Vocational Experts and the Social Security Disability Hearing

Vocational Experts
Let me start here by saying if you are not represented and your hearing notice says there will be a vocational expert at your hearing it would be a good idea to get a lawyer.  The Vocational Experts testimony about the jobs that may be available to you will be based on a hypothetical the ALJ provides to him.  You should have a lawyer who can also present hypotheticals based on your limitations from your conditions to the VE.  A VE testimony may sound very bad or good to your case but might actually be quite the opposite.  It takes a lawyer who has cross examined many VEs to know the difference and how to approach a given case.
What actually happens here is based on the medical evidence in the file especially the all important RFCs a hypothetical will be constructed with those limitations and presented to the Vocational Expert.  The ALJ will say something like assume an individual with the claimants vocational back ground, age and education.  And assume further this person is limited to sedentary work and simple repetitive work.  First, can this individual perform any of the claimants prior work?  After the VE answers the Judge may then ask is there any other work the claimant could perform and how many of these jobs are there in the local and national economy?  This is important because you can't perform your prior work there must not be a significant number of jobs you could perform to be found disabled.  If you can reduce the number of jobs (preferably to none) it will increase your chances of winning your claim.  This is why a lawyer is important.  A lawyer may be able to add limitations that are supported in the file that the ALJ did not include in his hypothetical.  The lawyer can also question the VE on the specific jobs the VE came up with and try to eliminate them by pointing out requirements of those jobs that would exclude you from being able to do them based on your limitations.  Take the example I used earlier were the ALJ found the hypothetical person to be limited to simple repetitive work.  A lawyer may point to evidence in the file that your limitations are actually greater than that.  Perhaps an RFC from your doctor says you can not maintain a schedule, or you can not get along with supervisors, or deal with any degree of stress.  A lawyer might say assume the same hypothetical as the ALJ but add the limitations I just stated.  This could completely change your chances of winning.   

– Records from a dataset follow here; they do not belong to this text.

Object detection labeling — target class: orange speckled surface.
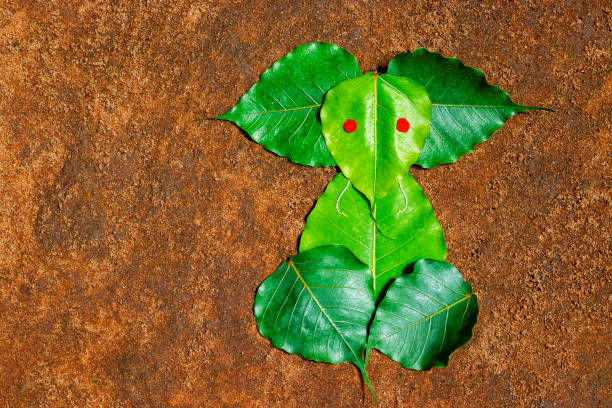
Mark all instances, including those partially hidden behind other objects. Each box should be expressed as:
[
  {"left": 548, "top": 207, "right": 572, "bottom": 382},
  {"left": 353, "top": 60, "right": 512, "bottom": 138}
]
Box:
[{"left": 0, "top": 0, "right": 612, "bottom": 408}]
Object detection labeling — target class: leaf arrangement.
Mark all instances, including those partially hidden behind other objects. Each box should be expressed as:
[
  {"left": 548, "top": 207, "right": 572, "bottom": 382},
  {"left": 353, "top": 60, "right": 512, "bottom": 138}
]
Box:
[{"left": 209, "top": 43, "right": 540, "bottom": 398}]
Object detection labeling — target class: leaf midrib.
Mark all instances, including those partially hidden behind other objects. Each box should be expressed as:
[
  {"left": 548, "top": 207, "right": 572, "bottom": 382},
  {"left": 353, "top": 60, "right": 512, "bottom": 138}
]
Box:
[
  {"left": 371, "top": 293, "right": 472, "bottom": 348},
  {"left": 289, "top": 260, "right": 363, "bottom": 369},
  {"left": 234, "top": 103, "right": 321, "bottom": 116}
]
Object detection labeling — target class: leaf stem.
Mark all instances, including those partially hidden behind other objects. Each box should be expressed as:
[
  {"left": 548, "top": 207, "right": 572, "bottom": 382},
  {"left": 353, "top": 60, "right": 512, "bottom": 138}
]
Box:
[{"left": 359, "top": 366, "right": 378, "bottom": 405}]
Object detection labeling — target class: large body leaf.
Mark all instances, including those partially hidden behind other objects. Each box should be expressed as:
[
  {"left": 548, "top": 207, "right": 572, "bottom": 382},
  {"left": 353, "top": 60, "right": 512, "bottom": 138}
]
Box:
[
  {"left": 368, "top": 260, "right": 478, "bottom": 370},
  {"left": 218, "top": 43, "right": 361, "bottom": 166},
  {"left": 300, "top": 174, "right": 446, "bottom": 297},
  {"left": 321, "top": 73, "right": 431, "bottom": 207},
  {"left": 388, "top": 48, "right": 540, "bottom": 168},
  {"left": 255, "top": 245, "right": 374, "bottom": 375}
]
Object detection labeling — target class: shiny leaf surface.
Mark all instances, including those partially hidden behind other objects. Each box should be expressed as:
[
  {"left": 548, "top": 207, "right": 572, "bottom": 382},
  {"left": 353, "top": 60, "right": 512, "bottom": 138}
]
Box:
[
  {"left": 321, "top": 73, "right": 431, "bottom": 206},
  {"left": 368, "top": 260, "right": 478, "bottom": 370},
  {"left": 388, "top": 48, "right": 541, "bottom": 168},
  {"left": 255, "top": 245, "right": 374, "bottom": 375},
  {"left": 218, "top": 43, "right": 361, "bottom": 166},
  {"left": 300, "top": 174, "right": 446, "bottom": 296}
]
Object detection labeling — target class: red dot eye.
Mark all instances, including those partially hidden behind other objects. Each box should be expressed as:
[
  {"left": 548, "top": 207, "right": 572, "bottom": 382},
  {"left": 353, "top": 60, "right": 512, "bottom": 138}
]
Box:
[
  {"left": 344, "top": 119, "right": 357, "bottom": 133},
  {"left": 395, "top": 118, "right": 410, "bottom": 133}
]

Medical Expert Role in the Social Security Disability Hearing

Medical Experts
If you see on your notice of that a medical expert will be present you should get a lawyer if you don't have one.  A medical expert is there for a couple of reasons.  First, a medical expert will review all the medicals in the file and give his opinion if you meet or equal one of the listed impairments.  The doctor may also be asked by the ALJ to give his opinion of your functional limitations.  This is the equivalent of an oral RFC.  A common thing ALJs do is ask the ME for his opinion of your functional limitations from all your conditions and then ask the VE a hypothetical based on the limitations expressed by the ME.  ME are doctors and tend to have very strong opinions.  It takes a skilled lawyer to cross examine a doctor who is used to testifying in Social Security disability hearings.